Auch soziale Kontakte im Umfeld wie Arbeit oder Sport werden oft als Ressourcen genutzt, um emotional aufgehoben zu fühlen, was zu einer Verbindung führt. Alkohol und feierliche Gelegenheiten triggern diese Neigung, weil sie Grenzen lockern. Verdrängung oder sofortige Vergessen ist ineffizient, da das emotionale Leid weiterhin im Unterbewussten präsent bleibt.
Online-Gruppen sind meist von negativen, pessimistischen Erfahrungen geprägt, da nur Menschen mit ungeklärten Problemen dort sind. Eine dauerhafte Lösung erfordert eine tiefgreifende, strukturierte Aufarbeitung mit einem Therapeuten, bei der Ursachen, frühe Verletzungen und das Beziehungsfundament analysiert werden. Ziel ist es, Klarheit zu erlangen: entweder, die Beziehung zu retten und eine Wunschbeziehung aufzubauen, oder im Guten zu trennen, um eine gesunde Zukunft für beide zu sichern.
FAQs
Fremdgehen entsteht nicht nur durch das Alter, sondern hauptsächlich durch ein Mangelgefühl in der Beziehung – wie z.B. ein Fehlen von Liebe, Anerkennung oder emotionaler Nähe. Diese Bedürfnisse können in verschiedenen Beziehungsstadien auftauchen, unabhängig vom Alter.

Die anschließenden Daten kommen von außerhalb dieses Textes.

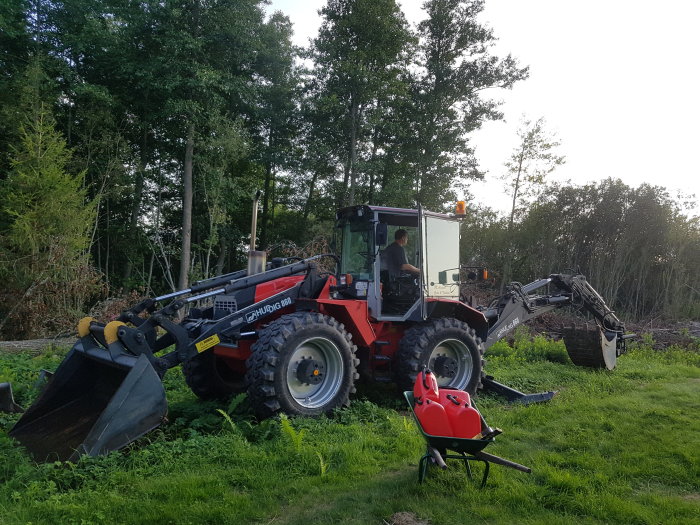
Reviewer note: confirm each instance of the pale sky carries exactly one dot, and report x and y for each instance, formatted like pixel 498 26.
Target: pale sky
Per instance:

Ein Mangelgefühl beschreibt eine tiefgreifende Unzufriedenheit, bei der Partner sich nicht gesehen, geliebt oder verstanden fühlen. Das führt oft zu Suchverhalten, wie Fremdgehen, weil sie eine emotionale Erholung suchen.
Ja, ab dem Alter von 30 Jahren neigt man zu einem Mangelgefühl in der Beziehung, was häufig zu Fremdgehen führt. Doch dieser Trend hängt nicht nur vom Alter ab, sondern von der aktuellen Beziehungslage ab.
Nach der Geburt verlieren Paare oft die Spontanität und körperliche Nähe. Die Aufmerksamkeit liegt auf den Kindern, wodurch das Mangelgefühl wächst und die Partner sich emotional distanzieren können.
In solchen Umgebungen werden emotionale Grenzen durch Alkohol oder gemeinsame Aktivitäten schwächer. Menschen fühlen sich dort verstanden und finden eine emotionale Nähe, die in der Beziehung fehlt.
Ja, viele versuchen, das Thema zu verdrängen oder zu totschweigen. Doch das funktioniert nur kurzfristig, weil das Basisgefühl nicht verarbeitet wird und das Mangelgefühl weiterhin existiert.